Giustizia. Capozzi (M5S): No alla riforma, garantire legge uguale per tutti
“Indebolire l’indipendenza della magistratura significa mettere in discussione uno dei principi fondamentali del nostro ordinamento: quello secondo il quale la legge è uguale per tutti. Difendere l’equilibrio tra i poteri dello Stato e garantire una giustizia autonoma, nonché indipendente, significa invece difendere i diritti e le tutele di ogni cittadino”.
La consigliera regionale Rosaria Capozzi (MoVimento 5 Stelle), affidando il suo pensiero a una nota stampa, riassume con queste parole l’articolato incontro pubblico udinese (“Quando la politica vuole controllare la giustizia – La risposta è No”) che, dal tardo pomeriggio fino alla prima serata di ieri, ha animato il Salone Camera del lavoro (sede della Cgil), dove numerosi cittadini hanno voluto proporre quesiti specifici agli addetti ai lavori nel corso del dibattito conclusivo.

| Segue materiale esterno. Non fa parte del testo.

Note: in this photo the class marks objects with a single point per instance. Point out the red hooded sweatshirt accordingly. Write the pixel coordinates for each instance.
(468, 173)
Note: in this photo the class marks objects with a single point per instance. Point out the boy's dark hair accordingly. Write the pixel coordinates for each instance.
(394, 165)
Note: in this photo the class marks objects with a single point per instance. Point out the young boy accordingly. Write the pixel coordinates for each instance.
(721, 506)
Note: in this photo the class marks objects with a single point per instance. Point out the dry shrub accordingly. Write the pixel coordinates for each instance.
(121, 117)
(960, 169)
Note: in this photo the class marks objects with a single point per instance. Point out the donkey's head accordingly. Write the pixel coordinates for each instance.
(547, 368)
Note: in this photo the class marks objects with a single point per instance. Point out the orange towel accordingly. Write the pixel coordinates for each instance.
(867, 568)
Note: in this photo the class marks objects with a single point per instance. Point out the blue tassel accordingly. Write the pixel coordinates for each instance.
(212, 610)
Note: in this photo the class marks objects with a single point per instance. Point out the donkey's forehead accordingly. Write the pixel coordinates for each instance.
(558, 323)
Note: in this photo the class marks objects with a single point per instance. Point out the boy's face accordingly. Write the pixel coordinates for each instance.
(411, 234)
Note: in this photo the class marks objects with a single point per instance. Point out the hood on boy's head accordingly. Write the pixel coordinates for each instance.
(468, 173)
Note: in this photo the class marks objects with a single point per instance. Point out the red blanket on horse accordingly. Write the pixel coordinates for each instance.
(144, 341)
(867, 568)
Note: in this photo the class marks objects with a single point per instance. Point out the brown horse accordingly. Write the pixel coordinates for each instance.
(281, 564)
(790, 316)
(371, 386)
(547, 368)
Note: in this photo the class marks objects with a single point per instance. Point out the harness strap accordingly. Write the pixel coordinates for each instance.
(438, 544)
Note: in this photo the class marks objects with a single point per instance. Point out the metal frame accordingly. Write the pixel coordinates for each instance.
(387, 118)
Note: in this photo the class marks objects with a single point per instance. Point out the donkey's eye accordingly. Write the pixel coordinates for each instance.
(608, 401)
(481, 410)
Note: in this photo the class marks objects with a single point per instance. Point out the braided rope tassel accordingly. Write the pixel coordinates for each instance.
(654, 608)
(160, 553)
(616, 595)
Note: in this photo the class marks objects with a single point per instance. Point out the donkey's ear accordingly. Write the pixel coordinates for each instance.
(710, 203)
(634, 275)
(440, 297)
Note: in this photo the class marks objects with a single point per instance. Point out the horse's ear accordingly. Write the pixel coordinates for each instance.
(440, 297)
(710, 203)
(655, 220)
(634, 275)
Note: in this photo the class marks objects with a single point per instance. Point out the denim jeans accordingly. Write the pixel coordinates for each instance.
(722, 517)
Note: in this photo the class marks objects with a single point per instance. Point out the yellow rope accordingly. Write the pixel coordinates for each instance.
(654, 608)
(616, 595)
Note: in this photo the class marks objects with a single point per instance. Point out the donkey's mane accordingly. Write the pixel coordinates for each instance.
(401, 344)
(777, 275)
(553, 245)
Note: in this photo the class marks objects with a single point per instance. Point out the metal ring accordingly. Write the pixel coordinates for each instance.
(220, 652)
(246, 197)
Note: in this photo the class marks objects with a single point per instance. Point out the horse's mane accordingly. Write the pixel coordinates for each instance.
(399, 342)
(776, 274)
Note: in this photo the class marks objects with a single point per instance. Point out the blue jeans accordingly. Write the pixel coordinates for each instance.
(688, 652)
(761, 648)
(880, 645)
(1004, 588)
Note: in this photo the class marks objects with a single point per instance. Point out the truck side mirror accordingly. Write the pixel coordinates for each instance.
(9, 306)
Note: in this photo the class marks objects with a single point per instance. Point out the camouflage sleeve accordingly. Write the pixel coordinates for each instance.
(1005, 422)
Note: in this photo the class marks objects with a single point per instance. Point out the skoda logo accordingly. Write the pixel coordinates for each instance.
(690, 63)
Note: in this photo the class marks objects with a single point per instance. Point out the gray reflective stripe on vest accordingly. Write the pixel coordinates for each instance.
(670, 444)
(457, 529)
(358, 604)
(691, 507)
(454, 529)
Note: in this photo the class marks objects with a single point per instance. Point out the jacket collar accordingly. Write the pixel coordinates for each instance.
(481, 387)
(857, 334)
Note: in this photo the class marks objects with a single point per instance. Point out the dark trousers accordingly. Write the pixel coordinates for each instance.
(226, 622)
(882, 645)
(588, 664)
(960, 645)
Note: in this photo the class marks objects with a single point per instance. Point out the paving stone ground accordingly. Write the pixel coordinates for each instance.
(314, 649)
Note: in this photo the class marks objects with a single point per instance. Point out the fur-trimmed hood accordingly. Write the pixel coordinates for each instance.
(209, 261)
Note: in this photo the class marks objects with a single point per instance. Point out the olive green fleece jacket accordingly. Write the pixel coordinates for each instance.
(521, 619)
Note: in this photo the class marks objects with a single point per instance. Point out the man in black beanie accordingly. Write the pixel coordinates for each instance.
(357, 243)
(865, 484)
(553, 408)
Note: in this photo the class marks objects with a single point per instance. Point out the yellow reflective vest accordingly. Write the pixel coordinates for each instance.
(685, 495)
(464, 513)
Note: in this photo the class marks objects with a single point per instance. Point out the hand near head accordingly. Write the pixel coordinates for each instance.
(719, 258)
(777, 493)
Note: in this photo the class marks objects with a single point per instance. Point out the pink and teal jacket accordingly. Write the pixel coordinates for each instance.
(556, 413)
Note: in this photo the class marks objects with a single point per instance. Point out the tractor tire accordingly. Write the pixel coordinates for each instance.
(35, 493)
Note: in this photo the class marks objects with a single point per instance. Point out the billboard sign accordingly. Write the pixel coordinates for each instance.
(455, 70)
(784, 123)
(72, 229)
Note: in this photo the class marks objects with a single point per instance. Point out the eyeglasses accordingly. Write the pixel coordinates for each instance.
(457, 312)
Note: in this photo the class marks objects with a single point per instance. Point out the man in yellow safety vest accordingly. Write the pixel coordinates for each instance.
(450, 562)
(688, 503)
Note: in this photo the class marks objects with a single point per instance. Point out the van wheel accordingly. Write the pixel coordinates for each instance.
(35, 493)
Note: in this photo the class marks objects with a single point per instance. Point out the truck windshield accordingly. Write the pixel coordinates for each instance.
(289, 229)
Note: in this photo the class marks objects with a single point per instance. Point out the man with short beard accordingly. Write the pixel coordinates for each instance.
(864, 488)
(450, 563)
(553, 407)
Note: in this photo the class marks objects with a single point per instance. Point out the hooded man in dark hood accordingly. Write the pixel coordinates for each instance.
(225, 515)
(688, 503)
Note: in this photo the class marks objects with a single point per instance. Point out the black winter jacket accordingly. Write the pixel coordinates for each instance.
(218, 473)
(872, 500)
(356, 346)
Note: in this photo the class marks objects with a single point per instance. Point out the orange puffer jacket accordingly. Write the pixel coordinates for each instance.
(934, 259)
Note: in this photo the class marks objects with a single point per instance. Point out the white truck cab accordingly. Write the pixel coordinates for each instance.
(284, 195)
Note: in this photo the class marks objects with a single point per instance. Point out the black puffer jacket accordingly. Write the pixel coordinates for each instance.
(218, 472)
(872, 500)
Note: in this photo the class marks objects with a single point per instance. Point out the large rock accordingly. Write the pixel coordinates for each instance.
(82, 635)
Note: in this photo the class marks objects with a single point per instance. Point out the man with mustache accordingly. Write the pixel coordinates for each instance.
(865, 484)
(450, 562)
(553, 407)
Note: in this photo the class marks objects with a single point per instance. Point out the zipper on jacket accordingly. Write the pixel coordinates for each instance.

L’appuntamento, organizzato dal M5S e coordinato al microfono dalla stessa Capozzi, ha progressivamente coinvolto dal tavolo principale l’avvocato Raffaele Leo del Foro di Trieste (portavoce del Comitato Avvocati per il No) e Michele Piga (segretario generale della Cgil Fvg). Particolarmente incisivi gli interventi in videoconferenza del deputato pentastellato Federico Cafiero De Raho (già procuratore nazionale Antimafia) e dell’avvocato Piero Gurrieri (giornalista e autore del volume “Dividi et impera”).
“L’evento è stato organizzato con l’obiettivo di esprimere con forza la nostra contrarietà alla riforma della giustizia attualmente proposta. Una riforma – aggiunge l’esponente pentastellata a meno di due settimane dall’appuntamento con le urne del referendum – che rischia di minare l’assetto costituzionale fondato sulla separazione dei tre poteri dello Stato: legislativo, esecutivo e giudiziario”.
“Riteniamo che la riforma ipotizzata possa compromettere l’autonomia e l’indipendenza della magistratura, principi cardine dello Stato di diritto e della nostra democrazia. Il rischio – ha precisato ieri Capozzi – è quello di aprire la strada a un arretramento rispetto alle garanzie costituzionali conquistate nel Dopoguerra, riportandoci a periodi bui della nostra storia, allorché la magistratura era assoggettata al potere esecutivo”.
“Questa – ha invece commentato Leo – non è una riforma della giustizia e neppure una riforma contro la magistratura. Si tratta, invece, di una riforma che denota un atteggiamento di contrasto nei confronti dei principi fondamentali della nostra carta costituzionale, voluto da forze politiche che per loro origine, natura e linee politiche sono sempre state insofferenti allo stesso dettato costituzionale. Sarà perciò necessario votare ‘no’ per fermare la deriva autoritaria che si sta, purtroppo, realizzando nel nostro Paese”.
Tra i numerosi punti toccati, hanno evidenziato gli oratori, la previsione che attraverso la riforma (“non certamente della giustizia – è stato fatto notare – ma della sola magistratura, che verrebbe quindi indebolita”) si manifesterebbe “una giustizia a due velocità, indulgente con i potenti e spietata con i comuni cittadini, spesso condannati in partenza con la creazione di una casta di politici e figure influenti intoccabili”.
In caso di vittoria del ‘sì’, inoltre, inefficienza e lentezza dei procedimenti “non verrebbero intaccate, mentre servirebbero altresì nuove assunzioni e ammodernamento delle strutture e degli strumenti digitali”. Il passaggio da un Csm a due con la creazione dell’Alta corte disciplinare “costerebbe allo Stato 114 milioni di euro in più all’anno che, invece di retribuire 600 magistrati in più, comporterebbero un potere giudiziario indebolito a vantaggio della casta”.
“Questa riforma – ha sottolineato infine Capozzi – non affronta i veri problemi che i cittadini incontrano quotidianamente nel sistema giudiziario: le lungaggini dei processi, la carenza di personale negli uffici giudiziari, le difficoltà organizzative e strutturali che rallentano l’accesso alla giustizia. Al contrario, il rischio concreto è che essa produca come unico effetto quello di indebolire l’autonomia della magistratura, senza migliorare l’efficienza del sistema. In questo contesto, le ricadute dirette saranno proprio sui cittadini stessi”.